O ruivo desviou o olhar pensando naquela opção. Não parecia nada confortável, mas não deixava de ser uma boa ideia. Suspirou e afirmou com a cabeça de leve para a senhora. Tentaria falar com ele. 

Como imaginava, ela não teria muito a dizer, mas saber quanto tempo o objeto tinha de existência já era um passo. 

- Vou falar com meu pai, obrigada, de verdade. - Disse calmo.

- Imagina. Também estou curiosa… - Ela sorriu levemente. Gaara retribuiu e se afastou devagar do balcão pegando a ampulheta e começando a guardar. - Vai saber que tipo de segredos algo assim guarda, não é?

Gaara paralisou enquanto guardava o objeto.

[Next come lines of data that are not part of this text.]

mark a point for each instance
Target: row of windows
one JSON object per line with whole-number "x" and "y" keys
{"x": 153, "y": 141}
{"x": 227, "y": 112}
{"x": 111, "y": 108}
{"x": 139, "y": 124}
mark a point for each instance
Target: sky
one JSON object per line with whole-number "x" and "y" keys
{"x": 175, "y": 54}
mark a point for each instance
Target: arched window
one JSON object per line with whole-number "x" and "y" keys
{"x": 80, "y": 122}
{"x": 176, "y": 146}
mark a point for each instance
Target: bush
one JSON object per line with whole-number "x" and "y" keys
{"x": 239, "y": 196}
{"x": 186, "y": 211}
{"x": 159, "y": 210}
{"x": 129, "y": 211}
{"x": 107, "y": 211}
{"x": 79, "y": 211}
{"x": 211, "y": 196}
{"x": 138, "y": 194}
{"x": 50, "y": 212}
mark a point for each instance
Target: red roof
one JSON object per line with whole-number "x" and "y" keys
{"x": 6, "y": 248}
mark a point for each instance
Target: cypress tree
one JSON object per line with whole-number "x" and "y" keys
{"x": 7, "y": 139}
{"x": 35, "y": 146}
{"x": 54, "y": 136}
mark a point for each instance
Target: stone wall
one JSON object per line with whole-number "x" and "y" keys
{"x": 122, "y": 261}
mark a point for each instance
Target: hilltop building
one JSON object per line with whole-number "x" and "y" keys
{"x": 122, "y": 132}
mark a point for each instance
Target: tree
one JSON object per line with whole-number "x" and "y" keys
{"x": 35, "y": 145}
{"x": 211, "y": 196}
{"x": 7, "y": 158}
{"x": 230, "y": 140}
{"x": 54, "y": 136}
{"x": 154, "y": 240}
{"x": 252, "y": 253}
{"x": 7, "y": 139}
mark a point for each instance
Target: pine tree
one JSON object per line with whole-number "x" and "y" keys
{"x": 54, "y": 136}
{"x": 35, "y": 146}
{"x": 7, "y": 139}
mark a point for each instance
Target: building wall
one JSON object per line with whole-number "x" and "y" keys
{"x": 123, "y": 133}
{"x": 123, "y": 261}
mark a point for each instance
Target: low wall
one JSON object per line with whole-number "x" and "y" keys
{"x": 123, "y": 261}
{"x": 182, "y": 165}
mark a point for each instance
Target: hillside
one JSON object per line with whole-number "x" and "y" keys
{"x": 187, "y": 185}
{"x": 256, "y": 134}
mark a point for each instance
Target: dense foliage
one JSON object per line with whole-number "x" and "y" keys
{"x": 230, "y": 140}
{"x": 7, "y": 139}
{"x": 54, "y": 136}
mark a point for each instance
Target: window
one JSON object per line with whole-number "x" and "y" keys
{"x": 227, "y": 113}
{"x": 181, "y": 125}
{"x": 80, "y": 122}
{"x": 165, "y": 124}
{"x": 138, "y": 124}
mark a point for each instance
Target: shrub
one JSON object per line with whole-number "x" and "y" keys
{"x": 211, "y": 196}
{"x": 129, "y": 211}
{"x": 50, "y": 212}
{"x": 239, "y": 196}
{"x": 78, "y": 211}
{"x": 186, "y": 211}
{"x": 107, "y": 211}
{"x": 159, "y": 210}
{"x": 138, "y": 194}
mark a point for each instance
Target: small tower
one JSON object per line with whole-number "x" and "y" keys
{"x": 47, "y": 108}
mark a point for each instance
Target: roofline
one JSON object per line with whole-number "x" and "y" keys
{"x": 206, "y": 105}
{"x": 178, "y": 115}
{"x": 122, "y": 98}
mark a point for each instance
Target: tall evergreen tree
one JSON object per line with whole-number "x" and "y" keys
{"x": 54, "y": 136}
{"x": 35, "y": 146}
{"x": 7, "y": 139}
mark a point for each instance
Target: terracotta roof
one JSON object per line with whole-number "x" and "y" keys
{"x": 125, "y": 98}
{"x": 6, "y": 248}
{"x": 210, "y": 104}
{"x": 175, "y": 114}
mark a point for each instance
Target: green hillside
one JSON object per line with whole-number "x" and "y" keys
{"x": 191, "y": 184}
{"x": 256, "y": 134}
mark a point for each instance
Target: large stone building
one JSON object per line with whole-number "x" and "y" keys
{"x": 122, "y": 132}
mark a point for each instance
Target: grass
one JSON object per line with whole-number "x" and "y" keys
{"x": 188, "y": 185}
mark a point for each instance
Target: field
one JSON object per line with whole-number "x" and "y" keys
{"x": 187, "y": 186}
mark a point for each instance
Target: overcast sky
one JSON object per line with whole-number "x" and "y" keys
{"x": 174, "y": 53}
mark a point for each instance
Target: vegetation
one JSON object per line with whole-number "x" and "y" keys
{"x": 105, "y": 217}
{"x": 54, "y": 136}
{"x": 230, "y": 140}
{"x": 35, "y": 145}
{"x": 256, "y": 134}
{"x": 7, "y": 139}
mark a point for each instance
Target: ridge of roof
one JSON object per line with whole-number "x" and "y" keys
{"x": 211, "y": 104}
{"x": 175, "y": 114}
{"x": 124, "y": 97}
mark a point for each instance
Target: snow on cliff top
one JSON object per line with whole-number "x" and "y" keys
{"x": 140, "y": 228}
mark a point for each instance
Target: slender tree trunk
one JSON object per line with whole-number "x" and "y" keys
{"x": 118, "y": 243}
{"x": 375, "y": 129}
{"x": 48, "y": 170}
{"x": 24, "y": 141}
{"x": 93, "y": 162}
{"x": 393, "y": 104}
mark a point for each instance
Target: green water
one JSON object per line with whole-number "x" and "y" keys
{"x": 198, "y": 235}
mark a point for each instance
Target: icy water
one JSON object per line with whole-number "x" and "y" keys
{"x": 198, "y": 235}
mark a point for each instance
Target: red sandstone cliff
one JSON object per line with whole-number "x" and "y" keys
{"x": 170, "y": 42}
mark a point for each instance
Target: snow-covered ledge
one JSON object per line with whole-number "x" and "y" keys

Levantou o olhar devagar encarando a senhora. Ela havia dito a última frase cantarolando e agora cantarolava uma música aleatória enquanto limpava o balcão. Uma pergunta se passou pela cabeça do ruivo. Ela sabia mais do que dizia saber?

Seus pensamentos foram interrompidos por seu celular que tocava, colocou a mochila nas costas e tirou o celular do bolso vendo o número da mãe na tela. Olhou a senhora e, ainda suspeitando, se despediu saindo da loja. Não havia esquecido da frase que ela havia dito. E não se esqueceria. Atendeu o celular assim que saiu da loja.

 

11:50

 

Provou um pouco do tempero que havia acabado de fazer. Um sorriso largo surgiu em seus lábios, estava orgulhosa do que tinha acabado de fazer.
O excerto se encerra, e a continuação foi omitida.